Our soft drinks operations delivered high-single digits volume growth with all international markets contributing positively, namely Central Asia. In Türkiye, volumes declined slightly, reflecting a deliberate deprioritization of certain categories in line with the focus on driving sustainable value creation.
As I highlighted at the beginning of the year, one of our key priorities for 2025 and beyond is to expand into new geographies and product categories within the Beer Group. In this context, we took two important steps in the third quarter. First, a non-binding preliminary agreement was signed with Tariş Üzüm for the acquisition of 60% of the shares of the Company. We are excited to add the raki brand “Mercan” to our portfolio, further strengthening and broadening our product offerings in the spirits category. In addition, a license agreement was signed with Salyan Food Products in Azerbaijan for the production, sales, distribution, and marketing of Efes and Efes Draft brands within Azerbaijan; marking a strategic step in expanding our regional operational footprint.
Another key area I emphasized earlier in the year is that strengthening Free Cash Flow remains a clear business priority, guiding both our operational and financial decisions. 2025 continues to be a challenging year, as intensified discounting in Türkiye limits profitability margin expansion, while high borrowing costs continue to weigh on cash generation. Nevertheless, we are taking concrete actions to support Free Cash Flow generation from cost and CAPEX optimization to working capital improvement initiatives in order to improve our leverage metrics for 2026 and beyond.
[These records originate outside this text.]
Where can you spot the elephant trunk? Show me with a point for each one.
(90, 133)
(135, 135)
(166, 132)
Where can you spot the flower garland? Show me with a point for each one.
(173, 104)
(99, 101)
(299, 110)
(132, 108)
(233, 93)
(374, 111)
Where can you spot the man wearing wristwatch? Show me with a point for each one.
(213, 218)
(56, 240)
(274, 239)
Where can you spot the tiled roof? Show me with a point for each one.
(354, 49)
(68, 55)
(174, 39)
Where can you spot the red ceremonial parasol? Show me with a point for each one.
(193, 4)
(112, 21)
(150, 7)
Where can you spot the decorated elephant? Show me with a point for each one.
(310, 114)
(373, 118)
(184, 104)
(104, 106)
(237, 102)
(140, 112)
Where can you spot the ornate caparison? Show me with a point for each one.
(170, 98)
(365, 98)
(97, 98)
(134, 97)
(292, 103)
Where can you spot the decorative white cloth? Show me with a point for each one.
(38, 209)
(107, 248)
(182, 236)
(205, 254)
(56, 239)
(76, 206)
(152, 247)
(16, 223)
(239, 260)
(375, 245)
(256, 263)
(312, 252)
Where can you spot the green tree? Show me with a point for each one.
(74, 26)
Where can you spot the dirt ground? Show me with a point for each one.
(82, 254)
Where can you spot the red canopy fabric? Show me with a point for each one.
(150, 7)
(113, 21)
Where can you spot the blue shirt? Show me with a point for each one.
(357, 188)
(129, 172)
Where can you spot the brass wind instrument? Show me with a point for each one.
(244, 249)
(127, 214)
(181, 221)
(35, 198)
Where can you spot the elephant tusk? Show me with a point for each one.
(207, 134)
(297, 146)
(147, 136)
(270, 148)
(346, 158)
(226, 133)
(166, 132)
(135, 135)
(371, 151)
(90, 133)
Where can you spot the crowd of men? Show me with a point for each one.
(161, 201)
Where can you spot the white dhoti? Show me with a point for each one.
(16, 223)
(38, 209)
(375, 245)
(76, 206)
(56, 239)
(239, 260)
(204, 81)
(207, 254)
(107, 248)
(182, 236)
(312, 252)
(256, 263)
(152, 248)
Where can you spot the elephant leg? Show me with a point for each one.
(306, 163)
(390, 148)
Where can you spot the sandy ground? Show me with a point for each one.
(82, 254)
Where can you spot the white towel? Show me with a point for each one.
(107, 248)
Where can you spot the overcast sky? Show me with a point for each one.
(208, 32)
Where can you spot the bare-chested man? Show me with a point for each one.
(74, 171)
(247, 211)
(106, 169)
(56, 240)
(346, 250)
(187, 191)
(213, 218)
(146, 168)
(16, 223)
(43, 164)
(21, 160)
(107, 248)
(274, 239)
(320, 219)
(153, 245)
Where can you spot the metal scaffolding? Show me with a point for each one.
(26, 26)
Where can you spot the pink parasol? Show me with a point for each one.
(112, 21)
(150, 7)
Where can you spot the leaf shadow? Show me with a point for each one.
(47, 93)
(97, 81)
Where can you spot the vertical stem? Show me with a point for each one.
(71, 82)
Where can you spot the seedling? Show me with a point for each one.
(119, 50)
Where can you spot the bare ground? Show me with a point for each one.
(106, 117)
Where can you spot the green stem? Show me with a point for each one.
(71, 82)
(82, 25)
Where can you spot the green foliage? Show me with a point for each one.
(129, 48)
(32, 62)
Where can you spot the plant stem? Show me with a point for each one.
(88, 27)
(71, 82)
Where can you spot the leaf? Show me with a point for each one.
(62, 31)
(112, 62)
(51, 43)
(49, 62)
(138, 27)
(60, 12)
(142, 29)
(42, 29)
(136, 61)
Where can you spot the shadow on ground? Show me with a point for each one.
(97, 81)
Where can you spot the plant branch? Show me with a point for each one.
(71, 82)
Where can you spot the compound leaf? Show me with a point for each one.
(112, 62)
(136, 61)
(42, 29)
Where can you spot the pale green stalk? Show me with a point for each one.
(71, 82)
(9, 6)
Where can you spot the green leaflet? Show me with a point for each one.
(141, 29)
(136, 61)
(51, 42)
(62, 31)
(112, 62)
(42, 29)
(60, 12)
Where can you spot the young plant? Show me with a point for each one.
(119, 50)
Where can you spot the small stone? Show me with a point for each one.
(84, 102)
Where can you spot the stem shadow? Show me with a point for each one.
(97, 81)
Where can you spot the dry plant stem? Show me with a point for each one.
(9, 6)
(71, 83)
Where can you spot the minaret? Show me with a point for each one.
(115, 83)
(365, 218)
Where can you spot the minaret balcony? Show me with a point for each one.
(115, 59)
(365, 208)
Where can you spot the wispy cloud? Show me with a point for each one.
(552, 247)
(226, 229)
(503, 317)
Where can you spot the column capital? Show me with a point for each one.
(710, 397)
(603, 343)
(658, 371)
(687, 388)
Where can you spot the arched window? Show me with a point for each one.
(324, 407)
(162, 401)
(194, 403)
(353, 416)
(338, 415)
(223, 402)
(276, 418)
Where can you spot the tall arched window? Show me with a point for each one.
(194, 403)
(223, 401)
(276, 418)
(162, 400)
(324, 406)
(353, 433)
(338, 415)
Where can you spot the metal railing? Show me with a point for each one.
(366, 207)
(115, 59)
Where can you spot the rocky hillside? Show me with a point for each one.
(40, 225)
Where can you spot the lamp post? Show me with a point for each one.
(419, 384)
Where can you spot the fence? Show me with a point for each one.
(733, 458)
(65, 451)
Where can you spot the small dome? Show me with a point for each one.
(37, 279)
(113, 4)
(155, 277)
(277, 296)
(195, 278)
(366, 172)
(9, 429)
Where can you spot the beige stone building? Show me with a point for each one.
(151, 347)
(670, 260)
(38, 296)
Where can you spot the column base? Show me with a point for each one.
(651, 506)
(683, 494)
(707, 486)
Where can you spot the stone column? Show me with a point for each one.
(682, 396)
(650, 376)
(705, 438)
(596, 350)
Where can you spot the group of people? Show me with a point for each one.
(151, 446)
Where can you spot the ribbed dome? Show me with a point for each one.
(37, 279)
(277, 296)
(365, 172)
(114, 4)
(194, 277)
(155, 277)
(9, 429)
We have been operating under persistent macroeconomic volatility, political uncertainties, sticky inflation, and fluctuating demand dynamics all at varying degrees across our operating countries for a long period of time. Yet, we continue to navigate these challenges effectively, supported by our strong execution capabilities and the resilience of our brand portfolio. These strengths give us confidence not only in sustaining profitable growth, but also in successfully delivering on our long-term strategic ambitions.